Yes. Great, great question. I think, Dina, that I beat the time limit and sped through my-- Oh, sir?
I missed part of the presentation too, but what about Indeed? Are they not a competitor or no?
No, I would say that Indeed really isn't a competitor. We don't see them in any kind of a competitive setting. We know that a lot of our recruiters might have Indeed as, like, a third account to LinkedIn. I would say, especially in the last several years, they've kind of not made a dent. When, you know, 2022 Federal Reserve increased interest rates and it lowered the demand for hiring across all sectors, Indeed was inordinately hit. Like, their revenue went down 50% year-over-year. That's a pretty big ding. They just went through a leadership change about a year ago. From a tech perspective, we don't really see them competitively. I think that they overlap more with ZipRecruiter. I'll go over here just 'cause we haven't
Not related in a way, my daughter is into marketing, and she's, you know, had some job changes and stuff. In her field, they have a lot of these third-party companies that basically reach out to you and say, "Hey, I've got this opportunity for you," but then they take, you know, a significant amount of the money. It ends up being kind of like a temp job. You know, the company doesn't wanna pay the full cost of, you know, her worker's salary plus this, you know, this spiff from one of the other companies. Is that an issue that you've been able to?

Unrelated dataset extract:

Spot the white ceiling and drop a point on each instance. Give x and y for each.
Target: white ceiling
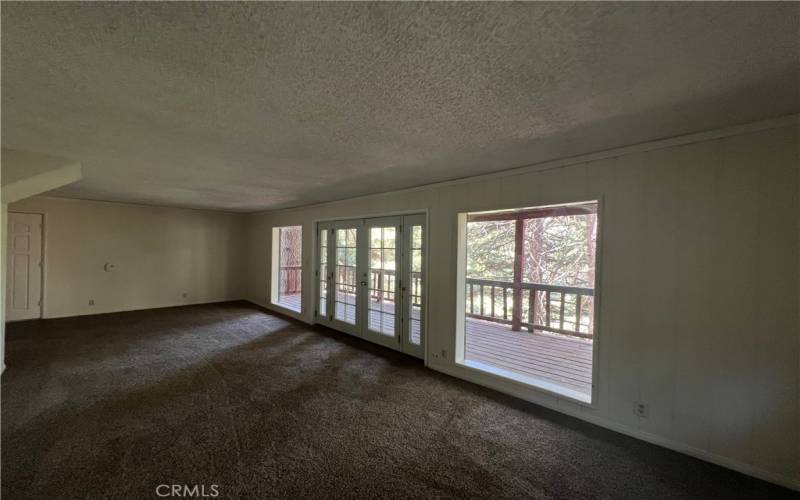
(250, 106)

That is not happening in technology today. It's kind of interesting. A lot of people question whether or not AI would be, you know, destroying the need for developers, programmers. We have seen that last year was a year that was soft on demand, but now we're seeing an increasing demand. I think that what's happening with marketing especially is that marketing has several really strong use cases for AI, and that might be the effect that's happening there. I have not heard of that inside of the tech profession. Sir, did you have one?

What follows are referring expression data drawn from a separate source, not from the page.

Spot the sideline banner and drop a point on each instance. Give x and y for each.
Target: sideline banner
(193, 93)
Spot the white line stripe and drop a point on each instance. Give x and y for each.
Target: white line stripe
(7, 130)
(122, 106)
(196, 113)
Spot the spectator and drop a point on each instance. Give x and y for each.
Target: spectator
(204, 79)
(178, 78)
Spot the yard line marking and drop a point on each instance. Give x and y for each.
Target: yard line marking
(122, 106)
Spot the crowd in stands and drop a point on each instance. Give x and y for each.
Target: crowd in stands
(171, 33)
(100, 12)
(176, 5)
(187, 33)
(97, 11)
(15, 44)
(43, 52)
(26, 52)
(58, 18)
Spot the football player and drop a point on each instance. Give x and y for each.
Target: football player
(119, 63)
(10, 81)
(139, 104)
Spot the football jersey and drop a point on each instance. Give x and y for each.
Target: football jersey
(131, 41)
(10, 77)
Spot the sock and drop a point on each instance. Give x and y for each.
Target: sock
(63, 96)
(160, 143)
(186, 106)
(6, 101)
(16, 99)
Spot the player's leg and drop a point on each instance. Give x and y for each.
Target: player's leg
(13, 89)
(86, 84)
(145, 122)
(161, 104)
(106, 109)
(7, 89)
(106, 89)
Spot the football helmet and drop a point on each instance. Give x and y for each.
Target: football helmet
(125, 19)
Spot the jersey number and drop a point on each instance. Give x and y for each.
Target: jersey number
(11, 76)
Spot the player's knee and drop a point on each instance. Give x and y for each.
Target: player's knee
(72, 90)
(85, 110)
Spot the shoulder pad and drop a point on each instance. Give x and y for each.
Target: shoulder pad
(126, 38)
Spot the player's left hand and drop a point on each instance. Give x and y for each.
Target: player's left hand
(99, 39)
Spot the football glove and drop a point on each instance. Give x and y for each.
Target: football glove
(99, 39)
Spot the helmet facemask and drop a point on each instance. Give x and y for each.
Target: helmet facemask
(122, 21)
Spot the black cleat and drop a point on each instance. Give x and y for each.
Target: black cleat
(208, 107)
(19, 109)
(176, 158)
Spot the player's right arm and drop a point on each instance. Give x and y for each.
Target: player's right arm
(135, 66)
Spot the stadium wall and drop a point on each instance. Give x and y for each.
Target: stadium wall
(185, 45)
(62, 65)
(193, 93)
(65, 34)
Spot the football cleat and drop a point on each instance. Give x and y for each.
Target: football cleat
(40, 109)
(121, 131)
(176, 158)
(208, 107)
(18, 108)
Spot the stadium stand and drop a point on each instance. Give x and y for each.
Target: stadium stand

Yes. Looking at the 10 years of financials, and I do notice that you guys have very high gross margins, but there have been a few different years where operating margins were actually negative. Can you just break down what SG&A looks like, just different buckets of value and why the causes of negative?

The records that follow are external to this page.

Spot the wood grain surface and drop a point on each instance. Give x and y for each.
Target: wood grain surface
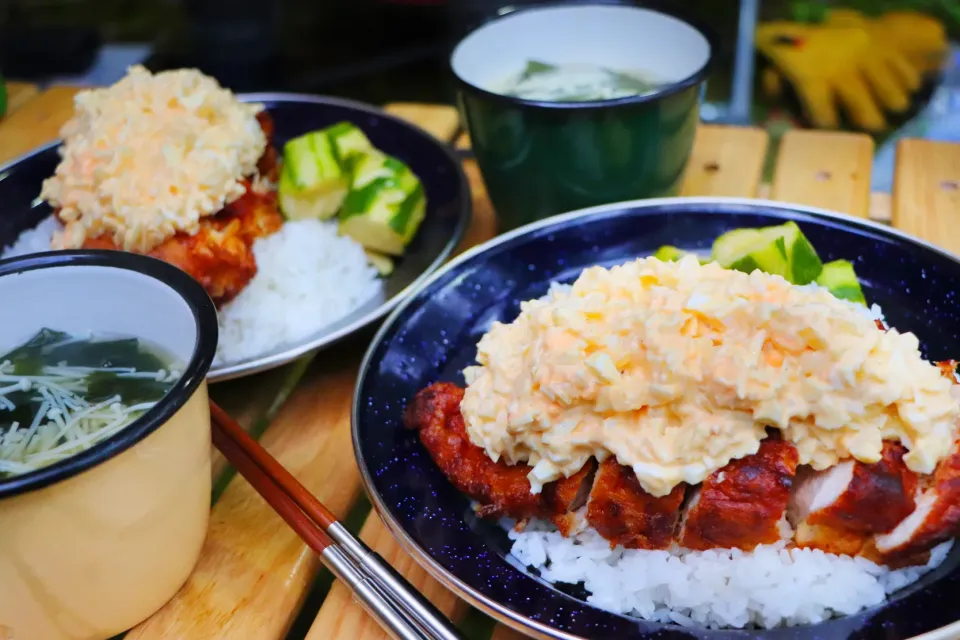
(725, 161)
(825, 169)
(36, 122)
(254, 571)
(926, 191)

I would say that in years past, there's been several years where sales have been magnified. I'd say the S in SG&A has been the place where things have changed. Otherwise, pretty much the rest of SG&A has been pretty static.
The selling expenses.
Yes
Have been unusually high in order to get more customers?
When we saw the market increase in demand, we would add people to the sales team, and then you'd have the combined impact of commissions being higher too because they were beating their plans.
Okay.
I'd say that that would be the way I would describe it. I apologize, you know, that I have limited time. I'll say thank you and answer anybody else's questions. If you have additional questions, you could always reach me through Todd Kehrli.